Dopo il 1989 molti si erano illusi che il comunismo costituisse una parentesi storica, facilmente superabile attraverso programmi di privatizzazione dell’economia e democratizzazione della vita politica. La “deviazione” comunista, sommandosi alle specificità ereditate dal periodo 1919-45 (squilibri sociali, conflitti nazionali, instabilità politica), incise in modo assai più profondo di quanto immaginabile sulla mentalità collettiva e sulle strutture sociali dei paesi ex comunisti.
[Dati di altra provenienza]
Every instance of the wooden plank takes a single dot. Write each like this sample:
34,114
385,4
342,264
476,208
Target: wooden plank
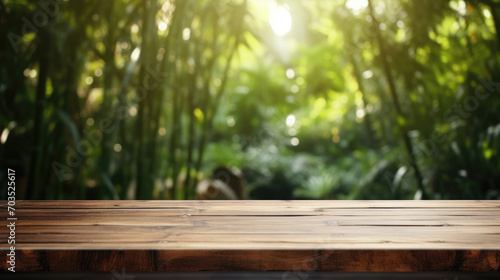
254,204
249,235
254,275
294,261
235,211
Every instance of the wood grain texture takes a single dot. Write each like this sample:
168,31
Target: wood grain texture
253,275
255,236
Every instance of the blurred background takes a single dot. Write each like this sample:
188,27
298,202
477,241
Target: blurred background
356,99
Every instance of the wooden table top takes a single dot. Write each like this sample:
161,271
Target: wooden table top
249,228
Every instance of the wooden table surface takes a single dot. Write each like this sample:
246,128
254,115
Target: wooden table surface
255,235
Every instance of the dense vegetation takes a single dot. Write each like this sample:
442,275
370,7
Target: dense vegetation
356,99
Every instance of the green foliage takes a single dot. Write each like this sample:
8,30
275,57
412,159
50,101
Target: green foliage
132,99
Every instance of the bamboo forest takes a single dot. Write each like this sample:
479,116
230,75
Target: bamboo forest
316,99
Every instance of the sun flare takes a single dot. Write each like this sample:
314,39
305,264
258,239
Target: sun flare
279,18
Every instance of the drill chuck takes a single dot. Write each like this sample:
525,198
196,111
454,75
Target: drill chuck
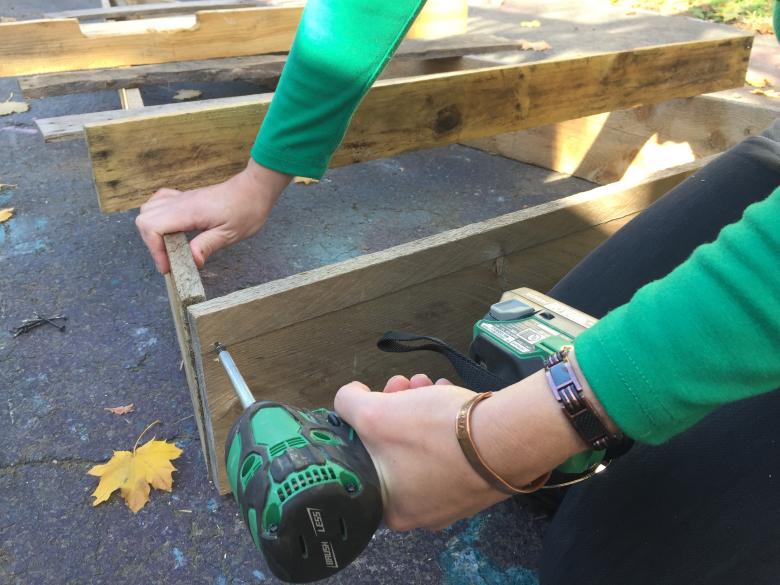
306,486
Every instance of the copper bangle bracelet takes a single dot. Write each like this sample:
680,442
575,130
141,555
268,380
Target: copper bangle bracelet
466,442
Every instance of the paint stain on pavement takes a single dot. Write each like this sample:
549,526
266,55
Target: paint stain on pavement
463,564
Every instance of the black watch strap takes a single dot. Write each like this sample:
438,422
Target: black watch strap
567,390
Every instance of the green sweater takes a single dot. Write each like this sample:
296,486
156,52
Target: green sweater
705,335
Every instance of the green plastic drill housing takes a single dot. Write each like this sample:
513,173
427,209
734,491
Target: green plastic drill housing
306,486
518,333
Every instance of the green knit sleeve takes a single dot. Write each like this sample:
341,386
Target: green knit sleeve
705,335
339,50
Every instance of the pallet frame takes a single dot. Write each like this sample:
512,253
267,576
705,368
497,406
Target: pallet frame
636,154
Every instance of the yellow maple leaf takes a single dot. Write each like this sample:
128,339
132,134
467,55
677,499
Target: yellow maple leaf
135,472
120,410
767,92
533,45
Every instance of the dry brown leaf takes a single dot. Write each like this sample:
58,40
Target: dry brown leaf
135,472
533,45
10,107
773,93
186,94
120,410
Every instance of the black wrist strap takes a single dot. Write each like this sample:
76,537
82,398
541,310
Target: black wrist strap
473,375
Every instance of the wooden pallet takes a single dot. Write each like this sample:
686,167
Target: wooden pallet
582,128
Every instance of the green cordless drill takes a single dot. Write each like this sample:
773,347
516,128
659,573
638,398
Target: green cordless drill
305,484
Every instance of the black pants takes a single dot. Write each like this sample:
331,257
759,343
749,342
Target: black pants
704,507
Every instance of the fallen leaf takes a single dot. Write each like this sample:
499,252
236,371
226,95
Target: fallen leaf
534,45
304,181
135,472
767,92
186,94
755,80
120,410
13,108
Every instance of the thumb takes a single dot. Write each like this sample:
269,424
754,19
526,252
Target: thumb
205,244
351,402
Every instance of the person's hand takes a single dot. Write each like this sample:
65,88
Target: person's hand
409,431
225,213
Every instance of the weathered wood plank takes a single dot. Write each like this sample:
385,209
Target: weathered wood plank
40,46
72,126
438,285
261,69
151,10
130,99
198,148
184,272
624,144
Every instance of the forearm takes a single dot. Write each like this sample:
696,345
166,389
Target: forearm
522,431
703,336
339,50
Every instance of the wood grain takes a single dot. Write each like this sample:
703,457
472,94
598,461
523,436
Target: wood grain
150,10
298,339
40,46
199,148
260,69
627,143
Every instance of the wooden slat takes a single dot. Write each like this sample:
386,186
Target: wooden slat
183,272
199,148
40,46
130,99
72,126
624,144
184,289
150,10
261,69
330,318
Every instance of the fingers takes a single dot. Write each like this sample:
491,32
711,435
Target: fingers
206,243
397,384
154,241
351,403
420,381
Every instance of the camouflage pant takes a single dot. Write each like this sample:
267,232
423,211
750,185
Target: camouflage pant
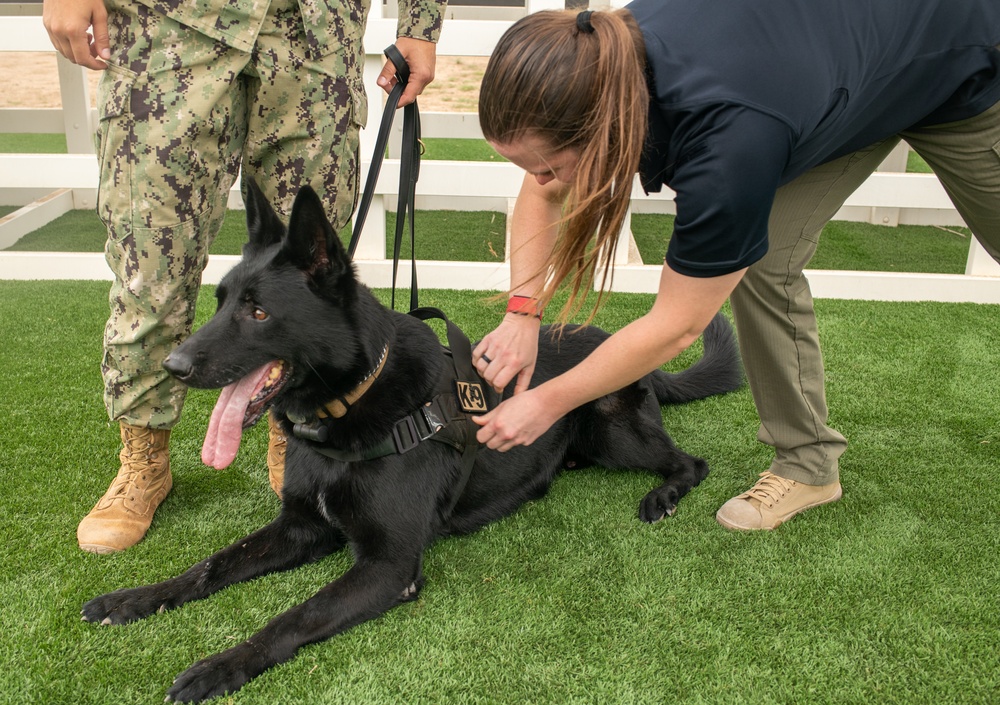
180,115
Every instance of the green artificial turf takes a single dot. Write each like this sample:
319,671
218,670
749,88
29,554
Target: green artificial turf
479,237
888,596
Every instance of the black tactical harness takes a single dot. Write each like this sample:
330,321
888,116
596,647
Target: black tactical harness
446,418
461,392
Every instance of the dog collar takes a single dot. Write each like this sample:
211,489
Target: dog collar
338,407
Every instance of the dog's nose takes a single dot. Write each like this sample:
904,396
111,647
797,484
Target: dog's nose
178,364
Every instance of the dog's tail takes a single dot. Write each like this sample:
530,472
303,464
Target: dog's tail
718,371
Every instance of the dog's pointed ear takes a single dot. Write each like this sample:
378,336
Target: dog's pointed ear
312,244
263,224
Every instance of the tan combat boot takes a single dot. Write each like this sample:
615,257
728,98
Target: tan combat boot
277,444
122,516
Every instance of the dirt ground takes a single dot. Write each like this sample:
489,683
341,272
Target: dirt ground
31,80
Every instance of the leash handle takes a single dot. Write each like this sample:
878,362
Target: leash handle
409,171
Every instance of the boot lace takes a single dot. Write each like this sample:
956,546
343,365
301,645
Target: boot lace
769,489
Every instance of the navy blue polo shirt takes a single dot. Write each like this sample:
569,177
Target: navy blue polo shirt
746,95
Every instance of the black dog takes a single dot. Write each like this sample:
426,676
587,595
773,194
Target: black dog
294,330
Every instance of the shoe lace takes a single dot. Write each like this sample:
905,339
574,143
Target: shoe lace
137,458
769,489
Probabilmente la comune eredità di un passato scomodo che esita a passare costituisce l’unico, vero profondo legame che l’Unione Sovietica sia riuscita a creare con i suoi riluttanti satelliti.
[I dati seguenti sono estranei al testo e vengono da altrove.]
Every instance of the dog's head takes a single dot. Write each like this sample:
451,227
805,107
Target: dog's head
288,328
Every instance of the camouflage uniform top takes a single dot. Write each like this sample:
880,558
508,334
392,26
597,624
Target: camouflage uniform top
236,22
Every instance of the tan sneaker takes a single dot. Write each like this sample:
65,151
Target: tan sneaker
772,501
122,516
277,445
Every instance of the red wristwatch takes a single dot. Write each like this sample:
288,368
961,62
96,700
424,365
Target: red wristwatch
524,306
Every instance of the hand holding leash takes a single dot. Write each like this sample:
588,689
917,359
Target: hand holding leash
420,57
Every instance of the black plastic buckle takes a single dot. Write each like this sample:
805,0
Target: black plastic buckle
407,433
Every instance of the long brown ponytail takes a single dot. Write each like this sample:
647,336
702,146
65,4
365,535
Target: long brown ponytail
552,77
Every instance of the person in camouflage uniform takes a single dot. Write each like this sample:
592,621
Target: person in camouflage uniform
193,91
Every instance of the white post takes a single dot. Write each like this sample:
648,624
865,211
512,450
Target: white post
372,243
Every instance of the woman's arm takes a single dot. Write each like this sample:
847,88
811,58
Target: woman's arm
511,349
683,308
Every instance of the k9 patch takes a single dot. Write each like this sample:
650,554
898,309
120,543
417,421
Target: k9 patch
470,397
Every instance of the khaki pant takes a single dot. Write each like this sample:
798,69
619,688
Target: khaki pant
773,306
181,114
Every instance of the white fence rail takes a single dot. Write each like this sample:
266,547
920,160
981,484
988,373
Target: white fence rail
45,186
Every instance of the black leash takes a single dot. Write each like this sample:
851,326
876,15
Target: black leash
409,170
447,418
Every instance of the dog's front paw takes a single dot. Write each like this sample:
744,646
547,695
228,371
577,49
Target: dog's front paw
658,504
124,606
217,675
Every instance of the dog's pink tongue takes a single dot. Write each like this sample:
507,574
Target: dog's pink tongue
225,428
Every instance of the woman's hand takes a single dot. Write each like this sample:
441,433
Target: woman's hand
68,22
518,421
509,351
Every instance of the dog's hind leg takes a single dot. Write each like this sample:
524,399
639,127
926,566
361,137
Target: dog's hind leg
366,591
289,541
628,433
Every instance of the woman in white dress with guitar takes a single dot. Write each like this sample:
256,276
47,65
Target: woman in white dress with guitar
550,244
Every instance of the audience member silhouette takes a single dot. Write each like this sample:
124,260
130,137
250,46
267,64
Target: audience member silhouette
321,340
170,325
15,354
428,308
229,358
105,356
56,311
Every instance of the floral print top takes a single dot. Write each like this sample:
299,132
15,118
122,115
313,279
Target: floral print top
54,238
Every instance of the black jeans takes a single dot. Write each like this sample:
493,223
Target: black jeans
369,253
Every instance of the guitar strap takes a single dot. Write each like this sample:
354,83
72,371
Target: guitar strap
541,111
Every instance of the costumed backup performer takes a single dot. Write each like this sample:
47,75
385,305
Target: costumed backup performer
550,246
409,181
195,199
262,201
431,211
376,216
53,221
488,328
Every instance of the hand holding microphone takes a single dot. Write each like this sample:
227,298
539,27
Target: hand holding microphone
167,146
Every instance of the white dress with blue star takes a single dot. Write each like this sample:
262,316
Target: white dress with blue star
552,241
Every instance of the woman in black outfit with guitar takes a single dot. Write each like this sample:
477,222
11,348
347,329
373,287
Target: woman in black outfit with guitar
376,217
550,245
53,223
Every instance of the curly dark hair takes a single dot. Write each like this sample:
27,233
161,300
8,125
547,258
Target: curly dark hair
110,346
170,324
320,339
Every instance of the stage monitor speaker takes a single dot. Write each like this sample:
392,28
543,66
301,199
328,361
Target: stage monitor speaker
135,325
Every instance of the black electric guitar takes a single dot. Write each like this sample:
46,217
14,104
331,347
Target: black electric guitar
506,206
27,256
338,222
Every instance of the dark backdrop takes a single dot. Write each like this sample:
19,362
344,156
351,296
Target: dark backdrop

Stefano Bottoni insegna Storia e istituzioni dell’Europa orientale all’Università di Bologna. Le parole qua sopra sono tratte dall’introduzione di “Un altro Novecento – L’Europa orientale dal 1919 a oggi”, appena pubblicato da Carocci. Un volume che cerca di ricostruire cosa è successo dopo la Prima guerra mondiale in un’area vastissima, che va dall’Estonia alla Moldavia. E che comprende anche l’ex Jugoslavia.

La tesi del libro è semplice: la storia dell’Europa in cui per decenni ha sventolato la bandiera comunista non si può spiegare solo guardando alla voce “nazionalismo”, che pure ha giocato un ruolo importante nelle vicende dell’Est. Per comprendere cosa è accaduto a partire dagli anni ’20 bisogna studiare gli “strati di memoria” che si sono sedimentati nella parte orientale del Vecchio continente durante l’ultimo secolo. Un’analisi applicabile in toto nei Balcani, dove le pulsioni populiste (su tutte, la volontà di creare la Grande Serbia) hanno soffiato sul vento delle guerre degli anni ’90, ma non ne sono state l’unica causa, e non possono bastare a spiegare la disgregazione dei Paesi governati da Tito per 35 anni.
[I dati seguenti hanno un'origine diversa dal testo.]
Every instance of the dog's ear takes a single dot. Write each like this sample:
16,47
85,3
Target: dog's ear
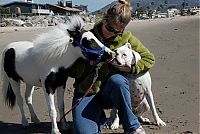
129,45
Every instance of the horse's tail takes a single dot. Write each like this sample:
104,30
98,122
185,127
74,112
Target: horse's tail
9,96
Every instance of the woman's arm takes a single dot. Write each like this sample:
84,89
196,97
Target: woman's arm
147,58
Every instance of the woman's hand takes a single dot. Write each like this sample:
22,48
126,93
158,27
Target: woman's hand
124,68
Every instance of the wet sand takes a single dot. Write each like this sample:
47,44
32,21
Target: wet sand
175,77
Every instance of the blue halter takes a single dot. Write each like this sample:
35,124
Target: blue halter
86,51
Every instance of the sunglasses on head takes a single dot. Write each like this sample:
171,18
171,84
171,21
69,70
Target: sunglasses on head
111,29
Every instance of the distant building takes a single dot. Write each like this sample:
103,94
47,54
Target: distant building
28,7
83,8
63,10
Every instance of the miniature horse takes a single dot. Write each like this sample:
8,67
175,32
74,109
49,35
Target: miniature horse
44,62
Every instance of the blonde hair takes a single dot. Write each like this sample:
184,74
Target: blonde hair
120,12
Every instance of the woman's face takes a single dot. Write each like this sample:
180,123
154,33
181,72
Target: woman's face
112,29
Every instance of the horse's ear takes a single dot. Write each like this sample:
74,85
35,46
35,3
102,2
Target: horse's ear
72,33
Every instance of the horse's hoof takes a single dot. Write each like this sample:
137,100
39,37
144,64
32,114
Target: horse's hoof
25,123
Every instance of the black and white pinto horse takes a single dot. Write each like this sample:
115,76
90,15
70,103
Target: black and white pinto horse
44,62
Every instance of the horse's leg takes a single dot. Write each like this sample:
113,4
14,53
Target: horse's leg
51,107
61,106
28,97
52,112
16,89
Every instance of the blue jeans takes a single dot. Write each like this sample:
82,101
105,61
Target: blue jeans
87,116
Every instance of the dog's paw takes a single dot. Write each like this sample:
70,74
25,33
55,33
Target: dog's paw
159,122
143,119
115,124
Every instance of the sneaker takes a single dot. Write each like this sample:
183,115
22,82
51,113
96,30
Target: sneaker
139,130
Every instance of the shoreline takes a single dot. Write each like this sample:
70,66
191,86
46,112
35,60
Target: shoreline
89,25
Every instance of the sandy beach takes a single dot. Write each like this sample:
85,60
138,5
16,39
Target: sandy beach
175,77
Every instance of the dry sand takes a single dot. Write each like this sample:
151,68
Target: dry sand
175,77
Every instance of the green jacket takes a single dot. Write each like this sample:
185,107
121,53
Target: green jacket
82,71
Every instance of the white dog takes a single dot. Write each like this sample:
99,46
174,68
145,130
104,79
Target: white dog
141,94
Stefano Bottoni si è laureato a Bologna nel 2001, con una tesi sulle minoranze ungheresi nell'Europa centro-orientale (multikult.transindex.ro)

Nato a Bologna nel 1977, Bottoni collabora con l’Istituto di storia dell’Accademia ungherese delle Scienze. Per Carocci aveva già pubblicato il libro “Transilvania rossa. Il comunismo romeno e la questione nazionale (1944-1965)”. La sua grande passione, a giudicare dai tanti saggi e articoli scritti sull’argomento, sembra essere proprio l’area che comprende Ungheria e Romania. Il suo lavoro, però, può essere utile anche a chi è interessato ai Balcani, un (grande) frammento della fetta di Europa raccontata in “Un altro Novecento”.

Dei “riluttanti satelliti” dell’Unione Sovietica, la Repubblica Socialista Federale di Jugoslavia era la più riluttante. Il regime balcanico, in rottura con Stalin già poco dopo la fine della Seconda guerra mondiale, è stato il più sui generis tra quelli comunisti dell’Europa orientale. Eppure i punti di contatto con le ex Repubbliche sovietiche ci sono, a partire da una situazione attuale di difficoltà economica e sociale, in gran parte eredità delle dittature rosse. Il libro di Bottoni può aiutarci a capire meglio affinità e differenze tra i “comunismi” a est di Trieste. E può far luce sui motivi della tragica dissoluzione dell’ex Jugoslavia.